Floss or Die

Systemic Health

New Orleans was still the Big Easy. Hurricane Katrina would devastate the southern metropolis about a decade later, and my attendance of the annual meeting of my main professional society was a nice relief of the daily monotony at my dental school at home. I met many of my colleagues and I had a fantastic dinner on a Mississippi paddle steamer which was sponsored by a company with which I was working at that time.

It was one of the very first occasions that scientists in my discipline talked about a possible relationship between poor oral health and dangerous chronic conditions such as cardiovascular and cerebrovascular diseases. One of our most distinguished Professors in the field commenced his presentation with the message “Floss or Die”, a really frivolous statement. He later put the alleged relative risk for getting an infarction or stroke to 1.3 or so in case of more severe oral disease. It was the beginning of an endless discussion which mostly interested the numerous practitioners who, whithout any knowledge about odds or risk ratios, bothered their patients during the next decade with the menace of myocardial infarction, ischemic stroke, low birth weight, etc., if their oral diseases had not properly been treated. Most of this has vanished in the meantime and more realistic views have emerged.

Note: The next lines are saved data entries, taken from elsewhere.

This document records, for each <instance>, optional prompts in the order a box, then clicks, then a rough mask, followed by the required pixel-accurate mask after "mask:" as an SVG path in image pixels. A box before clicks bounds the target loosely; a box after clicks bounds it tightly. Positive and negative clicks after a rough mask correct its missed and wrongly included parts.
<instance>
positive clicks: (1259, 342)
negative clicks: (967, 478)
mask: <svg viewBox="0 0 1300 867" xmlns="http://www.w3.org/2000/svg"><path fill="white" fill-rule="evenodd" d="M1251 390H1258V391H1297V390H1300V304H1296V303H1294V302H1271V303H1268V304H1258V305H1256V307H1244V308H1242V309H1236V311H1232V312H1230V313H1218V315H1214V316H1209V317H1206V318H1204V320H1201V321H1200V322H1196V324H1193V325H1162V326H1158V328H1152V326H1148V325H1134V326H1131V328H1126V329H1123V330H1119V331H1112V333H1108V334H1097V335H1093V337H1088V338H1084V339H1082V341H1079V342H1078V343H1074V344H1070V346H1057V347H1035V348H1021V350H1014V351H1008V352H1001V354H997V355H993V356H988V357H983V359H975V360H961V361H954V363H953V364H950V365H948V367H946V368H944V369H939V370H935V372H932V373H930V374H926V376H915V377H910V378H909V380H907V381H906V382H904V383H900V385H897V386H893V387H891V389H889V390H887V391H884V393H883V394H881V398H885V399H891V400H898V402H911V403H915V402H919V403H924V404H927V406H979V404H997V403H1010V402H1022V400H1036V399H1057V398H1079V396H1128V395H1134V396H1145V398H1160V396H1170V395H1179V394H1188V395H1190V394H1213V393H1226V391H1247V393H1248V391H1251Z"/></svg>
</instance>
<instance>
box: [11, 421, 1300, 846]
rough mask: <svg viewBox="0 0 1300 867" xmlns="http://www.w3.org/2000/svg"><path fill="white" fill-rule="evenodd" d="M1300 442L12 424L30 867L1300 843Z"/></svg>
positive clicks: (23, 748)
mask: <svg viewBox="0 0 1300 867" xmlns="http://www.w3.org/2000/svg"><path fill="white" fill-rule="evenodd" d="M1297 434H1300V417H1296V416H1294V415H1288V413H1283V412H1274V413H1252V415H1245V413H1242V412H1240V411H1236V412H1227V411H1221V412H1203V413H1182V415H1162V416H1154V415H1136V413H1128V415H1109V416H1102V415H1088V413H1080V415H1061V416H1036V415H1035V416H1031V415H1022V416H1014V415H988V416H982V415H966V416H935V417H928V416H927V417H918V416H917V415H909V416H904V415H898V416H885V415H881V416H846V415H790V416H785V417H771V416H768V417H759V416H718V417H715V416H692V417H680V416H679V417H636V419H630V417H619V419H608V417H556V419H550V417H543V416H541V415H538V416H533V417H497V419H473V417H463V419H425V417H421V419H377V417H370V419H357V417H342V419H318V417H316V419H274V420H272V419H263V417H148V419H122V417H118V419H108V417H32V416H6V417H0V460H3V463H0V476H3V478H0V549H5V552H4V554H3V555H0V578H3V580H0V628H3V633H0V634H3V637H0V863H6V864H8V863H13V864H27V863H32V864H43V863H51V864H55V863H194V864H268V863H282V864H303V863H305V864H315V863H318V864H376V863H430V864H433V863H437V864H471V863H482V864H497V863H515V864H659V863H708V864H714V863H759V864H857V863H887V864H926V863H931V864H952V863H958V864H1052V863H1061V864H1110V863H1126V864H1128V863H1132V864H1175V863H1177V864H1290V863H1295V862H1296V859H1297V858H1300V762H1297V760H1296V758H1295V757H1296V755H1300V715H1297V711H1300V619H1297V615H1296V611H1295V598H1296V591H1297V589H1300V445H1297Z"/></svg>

What I didn’t know at that time was that the distinguished Professor in Oral Biology had just received an award in Economics. Not the real Nobel Prize but the “IgNobel Prize”. It stands for ignoble, and it is in fact a parody for achievements that “first make people laugh, and then make them think.” The chief sponsor of the prize is the Annals of Improbable Research which is a successor to a periodical that satirized scientific publications. That particular year, Jacques Chirac was among the laureates who, as the French President, had just launched a series of atomic bomb tests in the Pacific Ocean while the world was observing the 50th anniversary of the Hiroshima massacre. It was the Peace prize, of course. Understandably, he didn’t show at the ceremony in Harvard University’s Memorial Hall where the prizes were conferred about 2 months before the real ones each year since 1991.

Our distinguished Professor got the prize in Economics for his remarkable discovery that “financial strain is a risk indicator for destructive periodontal disease.” Of course, he didn’t accept the prize either but rather ignored the event. It was long before the financial markets went out of control, somewhat before the dot-com bubble emerged and finally burst in 2000. People at risk for gum disease (according to our Professor those in financial trouble) have not participated in either bubble, I suppose.

All of this is certainly not related to the decline of periodontal disease which has been observed over the last decade or so. A slide with “Floss or Die” is still in use to attract the interest of my undergraduate and graduate students. But as ever, more as a joke than a serious suggestion.


First published at Freelance.

One comment

  1. Lynne Slim

    “I know that most men, including those at ease with problems of the greatest complexity, can seldom accept even the simplest and most obvious truth if it be such as would oblige them to admit the falsity of conclusions which they have delighted in explaining to colleagues, which they have proudly taught to others, and which they have woven, thread by thread, into the fabric of their lives.”
    -Tolstoy

    Same is true for the perio/systemic links: they were woven, thread by thread, into the fabric of practices even though the links were and remain WEAK.